Kazakh journalists staged a protest, releasing two special editions of the oppositional paper Assandi Times. The Dec. 19 edition featured several pages of materials about the draft law, and the front page displayed logos of organizations and newspapers who were against the draft law and the headline “To Our and Your Freedom!” There were also statements and open letters to Nazarbaev from several international organizations. The Dec. 26 edition had two pages of materials on the draft law. In addition, experts say the Organization for Security and Cooperation in Europe sent Nazarbaev a letter, offering to help draft a law that would comply with international standards for freedom of speech.
Journalists and human rights groups have long criticized the draft law, which they say gives excessive power to the Ministry of Information and will allow it to shut down media outlets without a court hearing. The draft law is the third and, experts say, most draconian of Kazakhstan’s draft laws.
Assandi Times editor Irina Petrushova said she hopes Nazarbaev will refuse to sign the law, and thus she plans another protest edition later in January. “We have no hope in the Senate, and a very small hope that the President will rethink and not sign this draft law. But, again, this is a very small hope. We will continue to speak out against this law,” Petrushova said. She said she believed that if international organizations vocally opposed the draft law, the President would decide not to sign the law.
But considering many politicians’ recent statements, this seems increasingly unlikely. Nazarbaev said Dec. 23 that international organizations should not interfere in Kazakhstan’s internal affairs and should “not dictate which laws to pass and which to reject.” The day of the vote, the Mazhilis press service released a statement from Deputy Erasyl Abylkasymov, who said he had previously decided to vote against the law because of a certain wording. But upon reading it more carefully, he said he had decided he is “fully on the side of the government” because the West was urging Kazakhstan to reject the law in an attempt to control the country. “The West, of course, does not want us to be independent from them. In connection with this, I ask you to defend our informational space, and therefore I am in favor of passing the government’s version [of the draft law],” Abylkasymov said in the statement. Other deputies expressed similar opinions.
Abylkasymov also pointed to Russian opposition to the law, saying the Kazakh media was too Russified. Newspapers and TV stations, like NTV and Izvestiya, are Kazakh counterparts of Russian organizations. In the draft law, the amount of material which can be rebroadcast is limited, and Kazakh-language programming must compose 50 percent of the programming and its playing time must be distributed evenly.

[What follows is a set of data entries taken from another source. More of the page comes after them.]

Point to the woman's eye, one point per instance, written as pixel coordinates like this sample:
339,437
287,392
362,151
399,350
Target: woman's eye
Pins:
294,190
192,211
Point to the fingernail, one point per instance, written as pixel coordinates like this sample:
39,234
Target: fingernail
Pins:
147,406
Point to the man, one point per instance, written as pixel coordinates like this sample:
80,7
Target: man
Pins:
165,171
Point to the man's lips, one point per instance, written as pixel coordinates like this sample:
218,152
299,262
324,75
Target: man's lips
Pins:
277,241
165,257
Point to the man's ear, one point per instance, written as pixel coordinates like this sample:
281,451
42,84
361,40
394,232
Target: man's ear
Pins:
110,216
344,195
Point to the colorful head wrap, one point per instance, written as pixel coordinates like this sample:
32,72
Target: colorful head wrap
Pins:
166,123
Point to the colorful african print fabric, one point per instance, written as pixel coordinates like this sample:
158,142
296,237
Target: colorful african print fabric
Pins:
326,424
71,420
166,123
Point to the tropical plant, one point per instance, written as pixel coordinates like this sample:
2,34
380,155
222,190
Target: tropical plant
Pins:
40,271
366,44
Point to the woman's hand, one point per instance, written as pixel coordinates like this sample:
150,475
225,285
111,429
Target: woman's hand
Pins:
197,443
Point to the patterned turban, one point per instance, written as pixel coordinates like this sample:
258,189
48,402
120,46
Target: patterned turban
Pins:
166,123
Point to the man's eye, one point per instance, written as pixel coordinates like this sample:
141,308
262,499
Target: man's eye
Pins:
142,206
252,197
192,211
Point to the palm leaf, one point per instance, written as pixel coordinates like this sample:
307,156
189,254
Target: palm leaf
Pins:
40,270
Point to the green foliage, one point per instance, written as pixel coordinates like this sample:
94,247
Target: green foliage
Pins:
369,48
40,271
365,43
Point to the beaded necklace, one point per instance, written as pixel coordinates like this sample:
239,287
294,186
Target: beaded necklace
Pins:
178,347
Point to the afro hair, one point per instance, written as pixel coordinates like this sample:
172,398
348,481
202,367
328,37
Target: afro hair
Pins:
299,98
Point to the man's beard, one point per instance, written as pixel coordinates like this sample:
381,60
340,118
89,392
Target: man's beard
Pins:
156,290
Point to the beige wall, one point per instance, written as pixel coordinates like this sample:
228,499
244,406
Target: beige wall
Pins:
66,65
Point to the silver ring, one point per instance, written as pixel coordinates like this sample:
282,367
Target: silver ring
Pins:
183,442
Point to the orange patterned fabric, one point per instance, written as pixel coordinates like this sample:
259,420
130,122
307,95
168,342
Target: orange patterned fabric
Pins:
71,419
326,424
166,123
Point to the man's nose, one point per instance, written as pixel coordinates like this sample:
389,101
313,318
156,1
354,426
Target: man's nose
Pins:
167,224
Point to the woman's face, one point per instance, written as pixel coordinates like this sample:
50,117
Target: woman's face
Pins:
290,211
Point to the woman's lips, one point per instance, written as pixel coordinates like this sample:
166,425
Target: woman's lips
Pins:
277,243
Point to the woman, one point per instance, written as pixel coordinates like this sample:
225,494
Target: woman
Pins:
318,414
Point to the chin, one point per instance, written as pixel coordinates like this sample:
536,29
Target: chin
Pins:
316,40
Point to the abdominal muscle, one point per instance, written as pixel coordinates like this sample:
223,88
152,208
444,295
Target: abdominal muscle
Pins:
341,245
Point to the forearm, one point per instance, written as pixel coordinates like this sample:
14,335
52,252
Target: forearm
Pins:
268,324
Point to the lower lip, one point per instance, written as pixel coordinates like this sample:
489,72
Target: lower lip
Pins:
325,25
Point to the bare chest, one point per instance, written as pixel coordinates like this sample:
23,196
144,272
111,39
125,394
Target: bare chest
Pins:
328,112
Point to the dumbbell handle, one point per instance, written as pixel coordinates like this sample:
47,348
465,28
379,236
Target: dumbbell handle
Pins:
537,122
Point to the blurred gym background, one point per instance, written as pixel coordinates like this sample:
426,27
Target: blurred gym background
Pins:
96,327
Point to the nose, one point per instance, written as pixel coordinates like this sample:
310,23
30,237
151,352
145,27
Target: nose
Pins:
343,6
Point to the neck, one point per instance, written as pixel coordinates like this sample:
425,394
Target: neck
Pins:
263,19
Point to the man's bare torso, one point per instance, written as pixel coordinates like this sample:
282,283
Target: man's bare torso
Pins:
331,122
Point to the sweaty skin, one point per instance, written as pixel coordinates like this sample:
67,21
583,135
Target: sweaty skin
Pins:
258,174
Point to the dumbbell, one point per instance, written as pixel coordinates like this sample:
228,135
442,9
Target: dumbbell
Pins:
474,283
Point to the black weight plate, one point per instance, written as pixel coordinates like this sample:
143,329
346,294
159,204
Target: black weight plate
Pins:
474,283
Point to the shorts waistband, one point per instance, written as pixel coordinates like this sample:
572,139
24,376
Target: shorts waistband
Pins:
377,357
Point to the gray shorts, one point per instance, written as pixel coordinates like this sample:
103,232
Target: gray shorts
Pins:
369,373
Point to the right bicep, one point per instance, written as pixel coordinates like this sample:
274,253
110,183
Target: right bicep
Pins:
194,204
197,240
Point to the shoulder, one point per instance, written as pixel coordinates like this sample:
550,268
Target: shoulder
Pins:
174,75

Toby Mendel, Asia Program Director for the free-speech organization Article 19, said the law clearly contradicts international standards for freedom of expression, so it is not an “internal” affair of Kazakhstan. “By international agreement, by international law and by basic principles of respect for human dignity, human rights are not internal matters. No government that is serious about respecting human rights would make a claim like that. … There is no question but that the law, if passed, would breach international standards relating to freedom of expression,” he said. Article 19 released a report analyzing the draft law’s provisions in September.
Evgeniy Zhovtis, head of the Kazakhstan International Bureau for Human Rights and Rule of Law, said his outlook for the future of the media in Kazakhstan was “generally pessimistic” because this example showed that “no amount of protest … can change anything.” Nonetheless, he and other lawyers and journalists pointed to how novel recent protests have been; no similar protests with such wide international support have been staged by Kazakh journalists. The importance of the protest, then, may lie in whether it will bring continued solidarity.